For me the key thing to watch is the velocity of change and who is driving it. Ever since late 1995, MSFT has kicked in the afterburners and is now accelerating at neck-snapping rates. Have you noticed that the FrontPage 98 beta was just posted yesterday, including full authoring capabilities for channels? While lots of erstwhile competitors talk a good strategy, MSFT just keeps pumping out product. IBM, of course, is famous for this. Notice all the smoke now billowing about "Bluebird" and other "directions".

SUNW is little better. How many Java-related products has SUNW released over the past two years? The JDK is still under construction, HotJava remains a research demonstration, JavaBeans is still in the "white paper" stage, etc. In that same time MSFT has gone from a standing start to leading the pack in terms of actually shipped products. When Windows CE 2.0 hits later this year with full Java support they'll leapfrog SUNW in the "embedded Java" market too. Despite their protestations, SUNW has already lost effective control of the Java market not because MSFT is evil, but because SUNW hasn't delivered the goods. A war of words will never match the war of products that MSFT continues to unleash.

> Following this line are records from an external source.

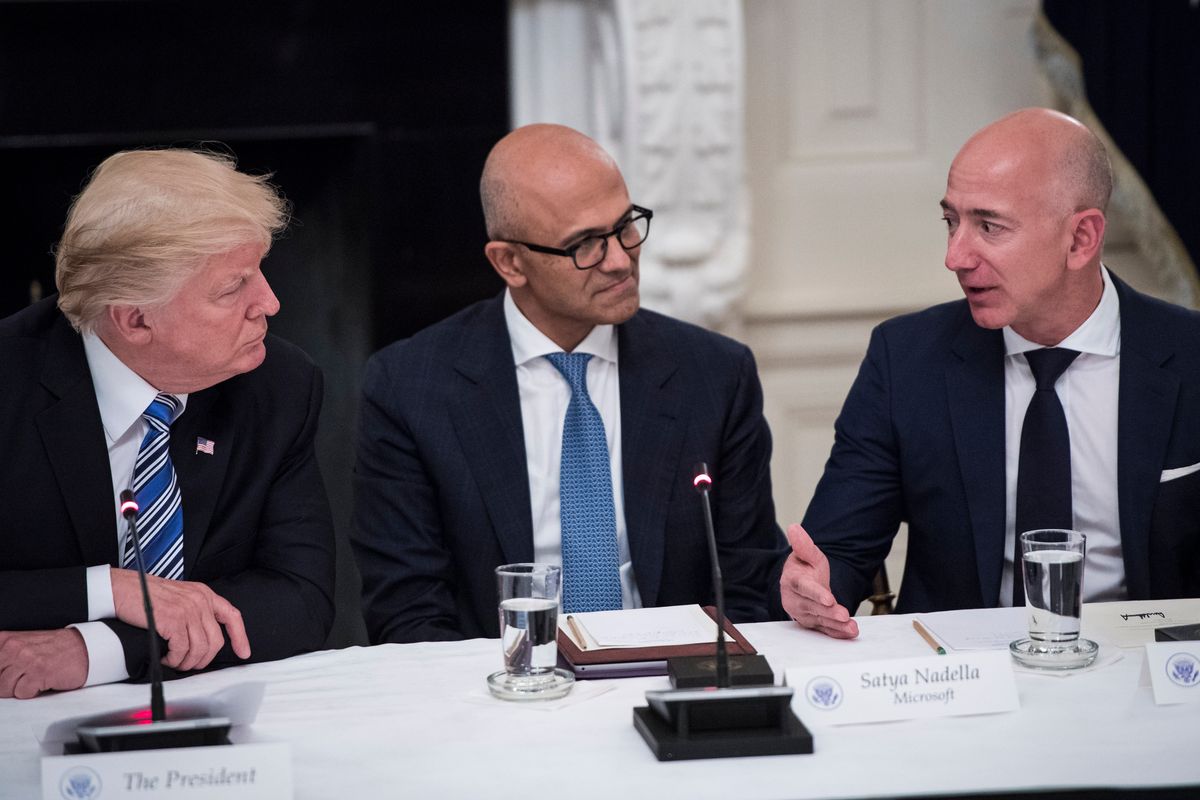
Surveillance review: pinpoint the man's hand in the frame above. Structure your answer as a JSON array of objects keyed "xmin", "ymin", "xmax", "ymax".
[
  {"xmin": 779, "ymin": 523, "xmax": 858, "ymax": 639},
  {"xmin": 0, "ymin": 627, "xmax": 88, "ymax": 700},
  {"xmin": 112, "ymin": 567, "xmax": 250, "ymax": 670}
]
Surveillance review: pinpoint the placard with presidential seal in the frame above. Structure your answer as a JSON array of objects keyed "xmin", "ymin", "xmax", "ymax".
[
  {"xmin": 1142, "ymin": 642, "xmax": 1200, "ymax": 705},
  {"xmin": 785, "ymin": 651, "xmax": 1019, "ymax": 726}
]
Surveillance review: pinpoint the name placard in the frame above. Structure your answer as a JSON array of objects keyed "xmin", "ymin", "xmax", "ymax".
[
  {"xmin": 42, "ymin": 744, "xmax": 292, "ymax": 800},
  {"xmin": 784, "ymin": 651, "xmax": 1019, "ymax": 726},
  {"xmin": 1144, "ymin": 642, "xmax": 1200, "ymax": 705}
]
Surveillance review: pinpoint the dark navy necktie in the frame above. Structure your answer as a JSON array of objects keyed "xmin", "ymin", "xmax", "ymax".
[
  {"xmin": 1013, "ymin": 348, "xmax": 1079, "ymax": 606},
  {"xmin": 121, "ymin": 392, "xmax": 184, "ymax": 579},
  {"xmin": 546, "ymin": 353, "xmax": 622, "ymax": 613}
]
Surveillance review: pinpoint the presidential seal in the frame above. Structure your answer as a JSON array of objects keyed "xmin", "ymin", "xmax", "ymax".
[
  {"xmin": 804, "ymin": 675, "xmax": 842, "ymax": 711},
  {"xmin": 1166, "ymin": 652, "xmax": 1200, "ymax": 688},
  {"xmin": 59, "ymin": 766, "xmax": 102, "ymax": 800}
]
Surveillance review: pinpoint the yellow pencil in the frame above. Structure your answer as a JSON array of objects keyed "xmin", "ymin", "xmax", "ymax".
[
  {"xmin": 907, "ymin": 616, "xmax": 946, "ymax": 656},
  {"xmin": 566, "ymin": 614, "xmax": 588, "ymax": 650}
]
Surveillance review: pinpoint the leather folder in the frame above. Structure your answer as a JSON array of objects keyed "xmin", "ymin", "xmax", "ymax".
[{"xmin": 558, "ymin": 606, "xmax": 758, "ymax": 678}]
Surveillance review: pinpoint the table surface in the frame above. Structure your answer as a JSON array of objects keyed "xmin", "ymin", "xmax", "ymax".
[{"xmin": 0, "ymin": 607, "xmax": 1200, "ymax": 800}]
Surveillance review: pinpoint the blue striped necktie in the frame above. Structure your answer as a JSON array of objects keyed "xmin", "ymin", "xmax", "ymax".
[
  {"xmin": 546, "ymin": 353, "xmax": 622, "ymax": 614},
  {"xmin": 121, "ymin": 392, "xmax": 184, "ymax": 579}
]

Static analysis will never reveal just how powerful MSFT has become. It is their ability to move rapidly and accurately to exploit new market opportunities more than anything else which has earned them their place as the technology leader. It's not enough to have a strategy. One must execute that strategy and be able to react nimbly in an environment of constant change. MSFT has demonstrated its mastery of this process while its rivals (with the notable exception of NSCP) have simply "talked the talk".